Why bring up a caterpillar in a book about creativity? First, because it offers such a rich metaphor, and the name “imaginal discs” suggests that making art depends on imagination. And to prepare for its transformation, the caterpillar needs to first feed itself, just as a musician or author must absorb the thoughts and influences that come from songs, books, conversations, memories, and observations. Many creative people seek to isolate themselves, cocoon-like, to escape the relentless drumbeat of popular culture so they can hear their own voices.
“What I noticed at an early stage was that the writers I admire are living a long way from the world,” the author Pico Iyer told me. “The great originals are originals because they’re living outside the received conversation, outside secondhand words and secondhand ideas, to some extent living in a space of their own where they’re able to hear their deeper self and come up with things completely outside the norm.
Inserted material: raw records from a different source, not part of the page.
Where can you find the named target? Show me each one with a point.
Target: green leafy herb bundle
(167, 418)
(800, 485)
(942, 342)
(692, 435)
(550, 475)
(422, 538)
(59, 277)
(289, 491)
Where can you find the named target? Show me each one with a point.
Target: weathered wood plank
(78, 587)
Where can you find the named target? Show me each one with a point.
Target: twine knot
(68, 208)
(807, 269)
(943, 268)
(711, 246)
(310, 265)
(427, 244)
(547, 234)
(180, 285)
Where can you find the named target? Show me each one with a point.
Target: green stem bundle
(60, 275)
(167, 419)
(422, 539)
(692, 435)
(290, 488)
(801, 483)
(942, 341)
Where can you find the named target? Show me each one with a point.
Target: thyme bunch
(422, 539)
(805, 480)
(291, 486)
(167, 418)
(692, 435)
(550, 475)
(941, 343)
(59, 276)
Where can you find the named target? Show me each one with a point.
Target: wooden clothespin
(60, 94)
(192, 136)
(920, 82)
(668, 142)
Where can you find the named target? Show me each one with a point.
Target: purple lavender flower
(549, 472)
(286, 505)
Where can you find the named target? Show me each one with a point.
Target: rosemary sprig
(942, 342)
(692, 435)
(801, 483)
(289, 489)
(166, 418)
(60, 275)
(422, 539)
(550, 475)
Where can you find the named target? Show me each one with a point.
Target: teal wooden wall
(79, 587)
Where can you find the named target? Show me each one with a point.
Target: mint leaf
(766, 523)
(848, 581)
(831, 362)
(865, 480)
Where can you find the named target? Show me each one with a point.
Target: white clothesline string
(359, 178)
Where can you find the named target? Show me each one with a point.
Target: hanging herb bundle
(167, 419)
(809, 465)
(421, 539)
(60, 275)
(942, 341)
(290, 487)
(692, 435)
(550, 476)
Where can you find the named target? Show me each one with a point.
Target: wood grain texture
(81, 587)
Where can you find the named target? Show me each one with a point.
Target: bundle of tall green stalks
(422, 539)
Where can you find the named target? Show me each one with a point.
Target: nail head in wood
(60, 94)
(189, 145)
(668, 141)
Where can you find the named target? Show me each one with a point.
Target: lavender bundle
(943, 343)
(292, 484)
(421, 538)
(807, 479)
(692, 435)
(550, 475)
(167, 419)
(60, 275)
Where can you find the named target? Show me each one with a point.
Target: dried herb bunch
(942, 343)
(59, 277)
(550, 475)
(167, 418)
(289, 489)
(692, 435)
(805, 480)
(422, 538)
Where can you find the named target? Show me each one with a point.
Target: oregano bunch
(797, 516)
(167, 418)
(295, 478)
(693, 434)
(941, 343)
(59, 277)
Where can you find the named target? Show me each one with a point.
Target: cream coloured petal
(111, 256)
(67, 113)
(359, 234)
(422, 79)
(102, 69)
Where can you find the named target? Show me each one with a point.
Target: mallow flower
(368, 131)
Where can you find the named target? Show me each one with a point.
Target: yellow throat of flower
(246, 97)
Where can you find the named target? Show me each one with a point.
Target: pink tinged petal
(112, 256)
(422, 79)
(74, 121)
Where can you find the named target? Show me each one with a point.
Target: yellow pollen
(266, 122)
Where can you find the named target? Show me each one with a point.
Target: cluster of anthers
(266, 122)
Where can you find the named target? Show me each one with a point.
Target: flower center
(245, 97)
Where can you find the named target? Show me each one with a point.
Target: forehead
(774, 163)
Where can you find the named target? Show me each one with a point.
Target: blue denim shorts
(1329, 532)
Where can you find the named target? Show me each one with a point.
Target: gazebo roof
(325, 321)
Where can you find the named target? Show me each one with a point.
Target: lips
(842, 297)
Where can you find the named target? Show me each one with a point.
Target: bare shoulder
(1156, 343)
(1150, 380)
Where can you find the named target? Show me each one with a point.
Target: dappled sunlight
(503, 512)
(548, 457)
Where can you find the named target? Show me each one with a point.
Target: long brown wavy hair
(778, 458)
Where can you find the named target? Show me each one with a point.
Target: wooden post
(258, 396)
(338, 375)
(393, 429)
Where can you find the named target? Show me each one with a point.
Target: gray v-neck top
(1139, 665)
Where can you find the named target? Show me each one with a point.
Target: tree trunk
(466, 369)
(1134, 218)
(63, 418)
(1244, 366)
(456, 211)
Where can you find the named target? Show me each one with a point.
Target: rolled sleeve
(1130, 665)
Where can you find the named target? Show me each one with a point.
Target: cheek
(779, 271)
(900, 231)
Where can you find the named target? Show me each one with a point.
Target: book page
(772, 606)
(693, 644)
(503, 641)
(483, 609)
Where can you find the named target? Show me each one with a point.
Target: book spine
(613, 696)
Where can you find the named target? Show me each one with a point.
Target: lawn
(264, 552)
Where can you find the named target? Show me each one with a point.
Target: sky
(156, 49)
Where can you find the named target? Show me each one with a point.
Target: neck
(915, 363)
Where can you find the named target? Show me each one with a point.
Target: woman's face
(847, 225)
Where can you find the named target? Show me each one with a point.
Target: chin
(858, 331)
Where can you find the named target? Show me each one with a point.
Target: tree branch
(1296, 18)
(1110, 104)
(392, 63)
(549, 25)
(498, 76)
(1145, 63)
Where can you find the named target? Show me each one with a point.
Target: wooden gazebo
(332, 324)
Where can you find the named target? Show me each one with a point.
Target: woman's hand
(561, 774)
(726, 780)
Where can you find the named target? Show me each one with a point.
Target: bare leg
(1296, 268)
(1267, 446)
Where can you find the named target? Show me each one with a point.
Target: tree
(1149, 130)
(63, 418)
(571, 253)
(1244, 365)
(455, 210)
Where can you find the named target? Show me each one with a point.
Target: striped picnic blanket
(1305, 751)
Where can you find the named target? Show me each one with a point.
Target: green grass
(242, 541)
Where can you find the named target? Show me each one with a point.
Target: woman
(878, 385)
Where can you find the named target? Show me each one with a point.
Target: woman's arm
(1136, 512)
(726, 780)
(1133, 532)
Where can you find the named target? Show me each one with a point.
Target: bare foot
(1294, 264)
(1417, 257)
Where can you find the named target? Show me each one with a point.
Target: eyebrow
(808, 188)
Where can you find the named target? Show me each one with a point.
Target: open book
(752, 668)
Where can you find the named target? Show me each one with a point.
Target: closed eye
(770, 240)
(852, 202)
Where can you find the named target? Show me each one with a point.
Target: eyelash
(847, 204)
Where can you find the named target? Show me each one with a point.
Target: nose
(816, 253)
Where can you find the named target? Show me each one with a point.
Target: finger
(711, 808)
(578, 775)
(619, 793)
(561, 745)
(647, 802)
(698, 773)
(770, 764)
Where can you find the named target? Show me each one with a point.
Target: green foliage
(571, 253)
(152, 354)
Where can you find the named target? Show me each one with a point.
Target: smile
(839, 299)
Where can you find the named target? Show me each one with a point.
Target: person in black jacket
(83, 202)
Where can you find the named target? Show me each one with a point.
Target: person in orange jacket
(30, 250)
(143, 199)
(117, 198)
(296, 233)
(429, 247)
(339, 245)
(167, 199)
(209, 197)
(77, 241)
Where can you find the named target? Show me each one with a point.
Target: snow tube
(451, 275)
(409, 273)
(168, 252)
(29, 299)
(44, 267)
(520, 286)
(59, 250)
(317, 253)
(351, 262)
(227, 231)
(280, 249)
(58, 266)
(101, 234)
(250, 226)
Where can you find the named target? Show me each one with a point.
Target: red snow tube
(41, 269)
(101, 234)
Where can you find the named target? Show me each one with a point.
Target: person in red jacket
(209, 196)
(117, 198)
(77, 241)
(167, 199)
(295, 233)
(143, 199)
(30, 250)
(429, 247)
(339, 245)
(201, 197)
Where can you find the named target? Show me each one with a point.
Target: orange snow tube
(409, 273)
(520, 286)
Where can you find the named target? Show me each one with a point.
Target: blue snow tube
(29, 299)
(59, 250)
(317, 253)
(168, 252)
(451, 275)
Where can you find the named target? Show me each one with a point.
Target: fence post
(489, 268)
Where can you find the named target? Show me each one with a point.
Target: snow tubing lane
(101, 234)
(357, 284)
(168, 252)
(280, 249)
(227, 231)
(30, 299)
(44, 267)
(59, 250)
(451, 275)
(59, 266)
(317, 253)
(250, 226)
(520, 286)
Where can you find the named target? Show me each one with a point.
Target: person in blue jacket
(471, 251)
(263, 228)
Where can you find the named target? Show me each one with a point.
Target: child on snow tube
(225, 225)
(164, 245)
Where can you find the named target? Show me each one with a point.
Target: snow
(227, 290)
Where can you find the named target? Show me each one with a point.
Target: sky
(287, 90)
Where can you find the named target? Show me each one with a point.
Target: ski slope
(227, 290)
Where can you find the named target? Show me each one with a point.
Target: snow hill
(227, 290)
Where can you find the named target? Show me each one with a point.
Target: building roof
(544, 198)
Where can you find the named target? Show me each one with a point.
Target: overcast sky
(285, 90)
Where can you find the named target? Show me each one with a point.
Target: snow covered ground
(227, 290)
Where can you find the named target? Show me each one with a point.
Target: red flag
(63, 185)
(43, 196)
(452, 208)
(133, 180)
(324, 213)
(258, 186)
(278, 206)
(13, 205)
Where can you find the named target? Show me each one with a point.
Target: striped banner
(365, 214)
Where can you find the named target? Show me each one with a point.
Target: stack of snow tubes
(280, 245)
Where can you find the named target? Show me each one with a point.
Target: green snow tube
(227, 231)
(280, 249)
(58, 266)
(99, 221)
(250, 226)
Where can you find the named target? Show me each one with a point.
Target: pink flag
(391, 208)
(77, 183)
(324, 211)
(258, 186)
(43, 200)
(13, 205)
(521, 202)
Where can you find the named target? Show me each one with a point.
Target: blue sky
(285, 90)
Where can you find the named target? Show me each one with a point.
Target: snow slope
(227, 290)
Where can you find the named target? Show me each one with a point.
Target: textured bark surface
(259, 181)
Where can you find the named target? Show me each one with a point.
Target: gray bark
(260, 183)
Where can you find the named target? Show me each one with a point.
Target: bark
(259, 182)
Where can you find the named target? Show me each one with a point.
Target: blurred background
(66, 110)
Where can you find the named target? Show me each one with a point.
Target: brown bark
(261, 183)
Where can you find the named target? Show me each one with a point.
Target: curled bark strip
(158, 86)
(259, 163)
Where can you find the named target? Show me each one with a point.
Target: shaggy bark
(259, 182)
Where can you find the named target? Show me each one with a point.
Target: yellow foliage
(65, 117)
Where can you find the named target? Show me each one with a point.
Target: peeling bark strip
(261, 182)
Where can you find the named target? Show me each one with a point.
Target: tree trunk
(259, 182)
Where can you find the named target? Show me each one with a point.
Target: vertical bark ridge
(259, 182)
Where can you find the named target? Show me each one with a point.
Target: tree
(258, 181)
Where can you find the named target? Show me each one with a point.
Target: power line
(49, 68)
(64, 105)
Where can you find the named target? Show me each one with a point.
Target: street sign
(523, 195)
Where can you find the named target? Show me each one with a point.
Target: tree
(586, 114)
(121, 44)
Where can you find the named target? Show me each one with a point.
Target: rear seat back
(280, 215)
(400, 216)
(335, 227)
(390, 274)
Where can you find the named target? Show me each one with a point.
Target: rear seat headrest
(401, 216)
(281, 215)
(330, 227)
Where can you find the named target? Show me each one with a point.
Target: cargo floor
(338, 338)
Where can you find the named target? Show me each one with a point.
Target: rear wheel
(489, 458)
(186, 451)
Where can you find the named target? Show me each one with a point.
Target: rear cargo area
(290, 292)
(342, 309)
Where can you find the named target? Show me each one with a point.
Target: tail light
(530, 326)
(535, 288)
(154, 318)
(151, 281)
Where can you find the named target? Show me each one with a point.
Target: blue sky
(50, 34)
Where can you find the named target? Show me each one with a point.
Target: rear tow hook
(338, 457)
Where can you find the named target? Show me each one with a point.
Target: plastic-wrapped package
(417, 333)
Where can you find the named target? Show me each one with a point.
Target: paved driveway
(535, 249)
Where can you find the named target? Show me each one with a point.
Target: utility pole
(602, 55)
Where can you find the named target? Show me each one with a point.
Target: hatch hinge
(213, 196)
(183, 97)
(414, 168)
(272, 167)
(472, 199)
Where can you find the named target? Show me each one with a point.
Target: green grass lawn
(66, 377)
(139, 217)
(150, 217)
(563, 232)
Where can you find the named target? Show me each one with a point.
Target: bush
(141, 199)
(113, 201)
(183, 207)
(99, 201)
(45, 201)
I think that’s why they really shake us.”
Isn’t that what we crave in this era of information overload: songs or stories that really shake us and offer new ways of seeing the world, of hearing ourselves, of feeling, on a soul level, our deepest truths? That’s why I’ve chosen the 31 creative people in this book. They’re original, pioneering, dynamic, and insatiably curious. The authors, musicians, and others profiled in these pages could coast on their earlier accomplishments, but every one has continued to seek adventurous new avenues for igniting their creative spark.
Of course, seeking solitude to hear one’s inner voice doesn’t mean we should shut out those who came before us. As Iowa folk singer Greg Brown says, “I feel links back to a time that not much is known about. Songs, poetry, whatever you want to call it, that urge, it just goes way, way, way back there. And that’s a good connection to feel to life. It’s hard for me to imagine life without that.”
Back to me (Marlene)
I hope you can spend 15 minutes a day (or longer, if you can) and write your story, as only you can.